Your blog page should read like a guided walkthrough: a mixture of plain-language explanation and reproducible code. Up to 2 points may be deducted for unclear reports.

For the submission to Gradescope, you need to submit index.qmd and a pdf version (index.pdf) of the corresponding index.html found in _site/posts/assignment2/ after you do your final rendering. No need to preserve their directories. An autograder is now programmed into Gradescope to check the correct files are uploaded and give 2 points. To save the file as a pdf, open the index.html file in Google Chrome. Then select File>Print… from Chrome’s menu bar. Choose the Destination: ‘Save as PDF’. Under ‘More Settings’ click the checkbox for ‘Background graphics’ to preserve the styling.

Alternatively, Safari offers a straightforward way to export pdfs and keep the styling.
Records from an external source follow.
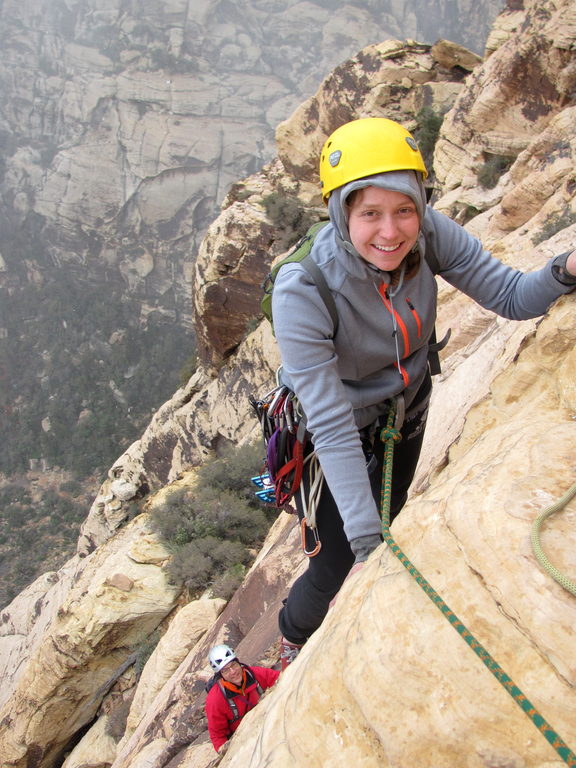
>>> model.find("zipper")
[406,296,422,338]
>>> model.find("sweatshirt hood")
[328,171,427,257]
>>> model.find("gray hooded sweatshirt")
[272,172,574,553]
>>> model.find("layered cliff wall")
[0,2,576,768]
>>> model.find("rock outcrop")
[0,0,576,768]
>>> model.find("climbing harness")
[530,483,576,595]
[381,408,576,768]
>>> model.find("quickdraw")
[250,385,324,557]
[381,409,576,768]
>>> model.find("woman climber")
[272,118,576,668]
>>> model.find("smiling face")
[348,187,420,272]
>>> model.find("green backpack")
[260,221,451,376]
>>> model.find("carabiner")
[300,517,322,557]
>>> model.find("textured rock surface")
[217,298,576,767]
[0,2,576,768]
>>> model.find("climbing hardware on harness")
[530,483,576,595]
[381,409,576,768]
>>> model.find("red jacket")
[205,664,280,752]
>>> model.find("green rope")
[530,483,576,595]
[381,408,576,768]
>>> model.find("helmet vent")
[328,149,342,168]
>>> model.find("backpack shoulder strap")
[300,253,338,336]
[218,681,240,723]
[424,248,440,275]
[424,249,452,376]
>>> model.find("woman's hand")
[328,563,364,610]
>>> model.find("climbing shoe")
[280,637,303,671]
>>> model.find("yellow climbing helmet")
[320,117,428,201]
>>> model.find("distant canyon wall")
[0,0,500,326]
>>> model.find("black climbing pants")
[279,377,431,645]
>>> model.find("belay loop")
[380,409,576,768]
[250,385,308,508]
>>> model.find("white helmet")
[208,645,238,672]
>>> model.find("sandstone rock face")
[194,40,480,366]
[0,516,179,766]
[0,2,576,768]
[0,0,500,324]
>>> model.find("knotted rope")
[530,483,576,595]
[381,408,576,768]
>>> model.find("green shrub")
[414,107,444,175]
[532,207,576,245]
[262,192,317,241]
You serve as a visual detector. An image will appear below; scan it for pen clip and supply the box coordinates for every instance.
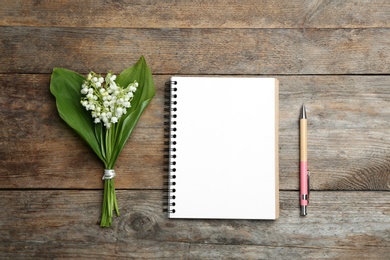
[307,171,310,203]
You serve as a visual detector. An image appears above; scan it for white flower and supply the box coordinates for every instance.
[80,72,138,129]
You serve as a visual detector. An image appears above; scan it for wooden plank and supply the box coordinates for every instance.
[0,74,390,190]
[0,190,390,259]
[0,27,390,75]
[0,0,390,28]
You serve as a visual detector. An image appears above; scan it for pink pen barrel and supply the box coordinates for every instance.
[299,106,309,216]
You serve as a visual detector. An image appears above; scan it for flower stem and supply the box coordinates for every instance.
[100,179,119,227]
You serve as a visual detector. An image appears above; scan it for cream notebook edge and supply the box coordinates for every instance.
[167,76,279,219]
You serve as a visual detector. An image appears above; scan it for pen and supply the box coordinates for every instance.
[299,105,310,216]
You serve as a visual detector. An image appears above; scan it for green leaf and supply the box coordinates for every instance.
[50,68,105,162]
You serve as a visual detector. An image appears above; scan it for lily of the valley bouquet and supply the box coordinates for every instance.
[50,57,155,227]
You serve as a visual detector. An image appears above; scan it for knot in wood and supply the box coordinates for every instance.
[130,213,158,238]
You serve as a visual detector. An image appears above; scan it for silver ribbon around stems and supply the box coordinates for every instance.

Tips for formatting your document

After you’ve created the code to do this assignment, you will put the information together in a report. Carefully transfer your code to your quarto document. There are some extra options for how you might want to include the code in your blog which you can find in the next section.

Using R code blocks in Quarto

Quarto lets you control R chunk behavior with inline comments starting with #|. Three you’ll use a lot are:

  • #| label: — a unique name for the chunk (helps with cross-refs and caching). An error will appear if you repeat names.
  • #| echo: — whether to show the code (true/false).
  • #| eval: — whether to run the code (true/false).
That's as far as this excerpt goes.